Fig 5. DGE overview.

An overview of the number of DEGs determined using DESeq2 on the IRIS-EDA server. Cell-type Seven is compared against the other six cell types based on the number of up- and down-regulated genes. The Seven and Four comparison shows the highest number of DEGs of all comparisons, followed by Seven and Five comparison. The other four comparisons show similar numbers of DEGs, with all comparisons showing at least as many down-regulated genes as up.

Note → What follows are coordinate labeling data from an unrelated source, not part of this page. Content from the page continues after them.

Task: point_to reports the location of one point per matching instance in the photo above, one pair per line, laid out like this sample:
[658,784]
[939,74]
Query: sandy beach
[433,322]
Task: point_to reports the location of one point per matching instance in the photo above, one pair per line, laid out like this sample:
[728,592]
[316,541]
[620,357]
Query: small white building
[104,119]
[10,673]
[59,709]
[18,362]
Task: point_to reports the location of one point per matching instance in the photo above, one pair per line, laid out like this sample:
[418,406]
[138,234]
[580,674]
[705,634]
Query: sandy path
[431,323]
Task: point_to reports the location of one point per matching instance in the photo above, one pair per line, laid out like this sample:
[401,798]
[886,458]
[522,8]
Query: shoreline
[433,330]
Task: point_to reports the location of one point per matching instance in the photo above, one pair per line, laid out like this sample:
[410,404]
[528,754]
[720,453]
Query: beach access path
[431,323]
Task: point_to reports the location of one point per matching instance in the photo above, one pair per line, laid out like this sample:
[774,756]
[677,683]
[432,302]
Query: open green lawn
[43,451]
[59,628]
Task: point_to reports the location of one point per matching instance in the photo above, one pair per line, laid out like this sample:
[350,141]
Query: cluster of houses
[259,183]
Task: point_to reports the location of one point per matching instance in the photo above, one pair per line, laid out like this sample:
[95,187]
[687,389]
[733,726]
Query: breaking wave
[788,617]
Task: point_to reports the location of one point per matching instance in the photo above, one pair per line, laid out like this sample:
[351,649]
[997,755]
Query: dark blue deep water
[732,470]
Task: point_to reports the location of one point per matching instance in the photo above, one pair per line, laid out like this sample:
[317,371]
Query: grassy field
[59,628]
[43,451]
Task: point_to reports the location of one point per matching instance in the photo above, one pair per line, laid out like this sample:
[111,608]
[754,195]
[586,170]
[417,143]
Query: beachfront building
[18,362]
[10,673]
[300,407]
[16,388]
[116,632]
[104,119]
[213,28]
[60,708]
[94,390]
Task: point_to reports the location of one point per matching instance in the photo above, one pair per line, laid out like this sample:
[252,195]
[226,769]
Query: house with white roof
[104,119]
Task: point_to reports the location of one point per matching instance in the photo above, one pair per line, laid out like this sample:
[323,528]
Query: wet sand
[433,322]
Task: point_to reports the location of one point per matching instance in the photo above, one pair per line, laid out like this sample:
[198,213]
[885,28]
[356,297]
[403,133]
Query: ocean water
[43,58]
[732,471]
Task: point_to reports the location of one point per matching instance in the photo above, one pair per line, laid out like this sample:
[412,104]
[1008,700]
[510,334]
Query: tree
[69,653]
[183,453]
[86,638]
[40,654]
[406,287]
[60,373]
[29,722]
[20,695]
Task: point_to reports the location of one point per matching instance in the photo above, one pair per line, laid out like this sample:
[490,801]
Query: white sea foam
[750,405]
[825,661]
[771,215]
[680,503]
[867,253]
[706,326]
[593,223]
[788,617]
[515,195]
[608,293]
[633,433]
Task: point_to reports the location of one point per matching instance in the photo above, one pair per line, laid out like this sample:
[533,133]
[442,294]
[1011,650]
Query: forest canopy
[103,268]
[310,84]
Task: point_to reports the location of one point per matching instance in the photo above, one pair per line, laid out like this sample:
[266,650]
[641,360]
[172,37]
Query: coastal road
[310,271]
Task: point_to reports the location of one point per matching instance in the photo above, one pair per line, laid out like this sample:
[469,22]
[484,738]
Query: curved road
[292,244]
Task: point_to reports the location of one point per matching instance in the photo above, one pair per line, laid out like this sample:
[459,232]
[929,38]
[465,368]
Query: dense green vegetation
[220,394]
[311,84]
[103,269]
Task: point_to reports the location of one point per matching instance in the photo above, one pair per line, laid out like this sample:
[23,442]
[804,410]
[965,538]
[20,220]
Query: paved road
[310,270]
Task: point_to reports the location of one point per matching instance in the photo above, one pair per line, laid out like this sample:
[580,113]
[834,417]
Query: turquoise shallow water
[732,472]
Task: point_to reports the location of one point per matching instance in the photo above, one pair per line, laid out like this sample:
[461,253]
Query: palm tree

https://doi.org/10.1371/journal.pcbi.1006792.g005

DGE plots.

Two interactive plots are provided following DGE analysis on IRIS-EDA. Both are accompanied by a linked table, which highlights the results information for a selected gene in the figure or highlights the gene in the figure corresponding to the selected gene from the table. Since the Seven vs. Four cluster comparison shows the highest number of DEGs from the DGE Overview table, this comparison seems like an interesting choice to explore further using the DGE plots. Both the MA plot and Volcano plot show features of potential genes of interest. The MA plot gives a visual representation of mean expression compared with log fold-change for a selected comparison, while the Volcano plot compares log fold-change with adjusted p-values. BANK1, which is associated with calcium binding in the central nervous system, is highly differentially expressed between the late blastocyst and 4-cell embryo samples. This high absolute log fold-change is shown in both the MA and Volcano plots (Fig 6A & 6B) by selecting BANK1 in the interactive table (Fig 6C).

Download:

Fig 6. DGE overview.

(A) MA plot for the Seven and Four cluster comparison with particular genes highlighted in the results table and corresponding location in the figure; (B) Volcano plot for the Seven and Four cluster comparison with particular genes highlighted in the results table and corresponding location in the figure; (C) The searchable, interactive table corresponding to both the MA plot and Volcano plot, showing results of the DGE analysis from the user-selected DGE tool.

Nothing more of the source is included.